Ils restèrent debout, face à face.
— Tu connais la chapelle des Griottes ?
— Pour sûr !
— Le pèlerinage de Pâques continue de s’y faire mais c’est une honte : la chapelle croule et la croix est par terre, brisée menu dans les ronces… Il paraît qu’elle était très belle et qu’à son contact les béquilloux et les stropiats étaient guéris !
— Je le sais, on me l’a dit.
— Depuis longtemps j’avais l’idée de remettre le calvaire debout. Pas la chapelle, hélas, elle est, je crois, perdue, mais au moins la croix, pour l’honneur de notre montagne…
— Pour sûr!
— J’ai longtemps prié Dieu de m’envoyer l’homme capable de faire un aussi beau calvaire que l’ancien mais aujourd’hui on n’applique plus ses forces et son idée à des œuvres aussi discrètes, perdues au milieu des friches, pour régner sur des campagnes à jamais désertes. A cette heure, on ne se met plus en frais que pour flatter les foules et briller sur les estrades des grandes parades métropolitaines!… Mais Dieu a entendu ma prière et vient de m’exaucer : un sculpteur est né parmi nous !

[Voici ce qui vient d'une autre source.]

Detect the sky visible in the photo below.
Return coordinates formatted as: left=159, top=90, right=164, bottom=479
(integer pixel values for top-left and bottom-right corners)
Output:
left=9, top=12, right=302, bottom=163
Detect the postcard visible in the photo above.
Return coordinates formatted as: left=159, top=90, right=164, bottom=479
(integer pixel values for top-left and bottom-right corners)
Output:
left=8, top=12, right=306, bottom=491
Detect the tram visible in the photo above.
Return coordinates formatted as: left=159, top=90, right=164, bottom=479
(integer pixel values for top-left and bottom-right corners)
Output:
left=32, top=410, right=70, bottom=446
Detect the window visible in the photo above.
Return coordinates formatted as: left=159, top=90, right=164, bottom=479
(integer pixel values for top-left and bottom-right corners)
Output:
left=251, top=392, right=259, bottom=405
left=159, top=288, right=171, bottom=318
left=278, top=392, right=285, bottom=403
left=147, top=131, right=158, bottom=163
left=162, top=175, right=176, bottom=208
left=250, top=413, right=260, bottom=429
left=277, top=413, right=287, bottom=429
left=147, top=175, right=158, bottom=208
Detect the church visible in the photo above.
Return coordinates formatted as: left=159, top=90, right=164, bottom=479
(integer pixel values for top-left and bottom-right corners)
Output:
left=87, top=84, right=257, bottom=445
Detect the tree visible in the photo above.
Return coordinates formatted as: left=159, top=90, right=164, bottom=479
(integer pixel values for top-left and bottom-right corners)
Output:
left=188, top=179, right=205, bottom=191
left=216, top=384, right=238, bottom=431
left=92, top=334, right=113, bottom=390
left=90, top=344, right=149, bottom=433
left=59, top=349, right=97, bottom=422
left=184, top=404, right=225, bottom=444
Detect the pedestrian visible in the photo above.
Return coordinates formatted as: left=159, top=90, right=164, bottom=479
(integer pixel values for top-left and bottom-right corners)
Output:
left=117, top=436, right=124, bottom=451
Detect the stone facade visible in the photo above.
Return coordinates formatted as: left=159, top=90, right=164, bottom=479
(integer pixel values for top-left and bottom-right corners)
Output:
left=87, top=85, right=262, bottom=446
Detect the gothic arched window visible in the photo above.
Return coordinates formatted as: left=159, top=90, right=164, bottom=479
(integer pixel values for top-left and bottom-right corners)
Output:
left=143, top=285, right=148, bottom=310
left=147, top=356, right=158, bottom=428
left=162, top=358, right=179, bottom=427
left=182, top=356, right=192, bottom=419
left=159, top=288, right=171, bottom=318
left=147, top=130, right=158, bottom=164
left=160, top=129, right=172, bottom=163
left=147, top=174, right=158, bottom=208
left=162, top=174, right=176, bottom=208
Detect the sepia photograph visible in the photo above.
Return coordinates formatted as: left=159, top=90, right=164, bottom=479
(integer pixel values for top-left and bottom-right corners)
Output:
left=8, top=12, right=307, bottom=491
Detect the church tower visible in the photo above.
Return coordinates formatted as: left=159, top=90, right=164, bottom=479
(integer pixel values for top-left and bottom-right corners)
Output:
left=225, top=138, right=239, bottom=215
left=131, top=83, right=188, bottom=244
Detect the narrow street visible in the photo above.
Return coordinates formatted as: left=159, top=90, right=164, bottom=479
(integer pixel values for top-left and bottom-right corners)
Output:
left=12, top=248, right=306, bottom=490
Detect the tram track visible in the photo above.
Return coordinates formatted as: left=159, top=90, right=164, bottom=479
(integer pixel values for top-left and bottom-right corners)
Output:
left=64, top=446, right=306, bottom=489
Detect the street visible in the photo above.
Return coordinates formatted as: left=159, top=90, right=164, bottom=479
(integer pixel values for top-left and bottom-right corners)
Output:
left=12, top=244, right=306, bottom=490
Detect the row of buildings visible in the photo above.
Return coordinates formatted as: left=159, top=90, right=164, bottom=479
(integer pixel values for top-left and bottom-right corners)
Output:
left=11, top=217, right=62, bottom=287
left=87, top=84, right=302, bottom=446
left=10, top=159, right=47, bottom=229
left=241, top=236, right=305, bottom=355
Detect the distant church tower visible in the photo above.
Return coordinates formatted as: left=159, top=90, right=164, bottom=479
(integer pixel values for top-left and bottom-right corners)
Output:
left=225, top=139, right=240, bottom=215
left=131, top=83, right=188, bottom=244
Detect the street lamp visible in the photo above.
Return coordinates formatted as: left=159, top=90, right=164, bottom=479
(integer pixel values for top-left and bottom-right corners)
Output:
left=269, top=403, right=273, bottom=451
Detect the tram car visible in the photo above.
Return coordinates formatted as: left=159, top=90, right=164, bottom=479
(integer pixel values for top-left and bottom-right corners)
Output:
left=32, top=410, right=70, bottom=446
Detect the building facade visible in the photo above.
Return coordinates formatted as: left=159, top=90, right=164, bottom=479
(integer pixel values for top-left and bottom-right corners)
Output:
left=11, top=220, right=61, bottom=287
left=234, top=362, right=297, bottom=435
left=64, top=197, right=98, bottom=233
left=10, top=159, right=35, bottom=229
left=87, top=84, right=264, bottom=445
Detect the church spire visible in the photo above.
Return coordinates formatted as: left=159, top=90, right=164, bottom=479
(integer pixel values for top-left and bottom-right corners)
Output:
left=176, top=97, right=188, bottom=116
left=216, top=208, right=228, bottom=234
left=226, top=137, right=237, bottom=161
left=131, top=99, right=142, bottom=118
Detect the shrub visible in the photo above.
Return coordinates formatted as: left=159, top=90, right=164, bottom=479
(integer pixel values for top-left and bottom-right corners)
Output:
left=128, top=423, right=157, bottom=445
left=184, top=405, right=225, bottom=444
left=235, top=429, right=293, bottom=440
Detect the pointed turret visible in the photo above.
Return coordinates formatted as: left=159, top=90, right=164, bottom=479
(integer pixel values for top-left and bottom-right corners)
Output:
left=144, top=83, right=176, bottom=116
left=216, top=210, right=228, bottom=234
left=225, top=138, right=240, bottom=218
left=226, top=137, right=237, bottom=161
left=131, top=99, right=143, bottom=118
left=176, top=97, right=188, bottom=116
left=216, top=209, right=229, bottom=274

Gilbert sentait déjà gargouiller quelque chose dans sa poitrine et monter dans sa gorge, comme le moût déborde dans le dôme d’un alambic lorsqu’on force un peu la chauffe. Il regardait très loin, par-dessus les roches d’Antheuil, mine de rien, mais son œil était brillant :
— Tu nous la sculpteras, Gilbert, notre belle croix, où l’on verra le Christ agonisant.
— Je peux y mettre aussi sa mère pleurant ?
— Bien sûr Gilbert.
— … Et saint Jean, tout aqueubi ?
— Mais oui Gilbert Nous ressusciterons le pèlerinage des Griottes qui redressait les bancals depuis le fin fond des siècles. Des foules viendront peut-être encore de toute la région, comme au douzième siècle…
— Je pourrai y mettre aussi toute une procession de prophètes d’un côté, et d’apôtres de l’autre côté ?
— Si tu veux Gilbert ! Comme au tympan de Vézelay et d’Autun !
Gilbert ne connaissait ni Vézelay ni Autun. Il ne connaissait que la fruste abbatiale où Cîteaux n’avait toléré que quelques feuilles simples et lisses aux quatre coins des chapiteaux, mais ces idées lui venaient on ne sait trop comment, du fond des temps où les moines étaient venus redonner vie à ces forêts, après six cents ans d’invasions barbares et de sauvageries mérovingiennes.
— Je pourrai y mettre aussi le bon et le mauvais larron ?
— Si tu veux Gilbert. Rien ne sera trop beau! répondait le vieux prêtre émerveillé. Bouleversé par la simplicité de ce garçon, il pensait : Comment ce Gilbert, en plein vingtième siècle, au temps des avions supersoniques et du néon, a-t-il pu conserver l’esprit des âges disparus ? Quelle force le retient ici dans sa Rouéchotte, alors que tous nos jeunes s’en vont à Dijon ou à Paris ? … Et d’y voir déjà un miracle. Gilbert avait dit :
— Laissez-moi cinq ou six jours pour tirer mes treuffes, cinq ou six jours par-ci par-là pour débarder mon bois et faire mon tintouin et je m’y mets…
Laissez !…Ils ne diront plus que je suis un inutile !… Ils vont voir !
Il avait déjà repris sa pioche et éventrait la terre comme un sanglier furieux.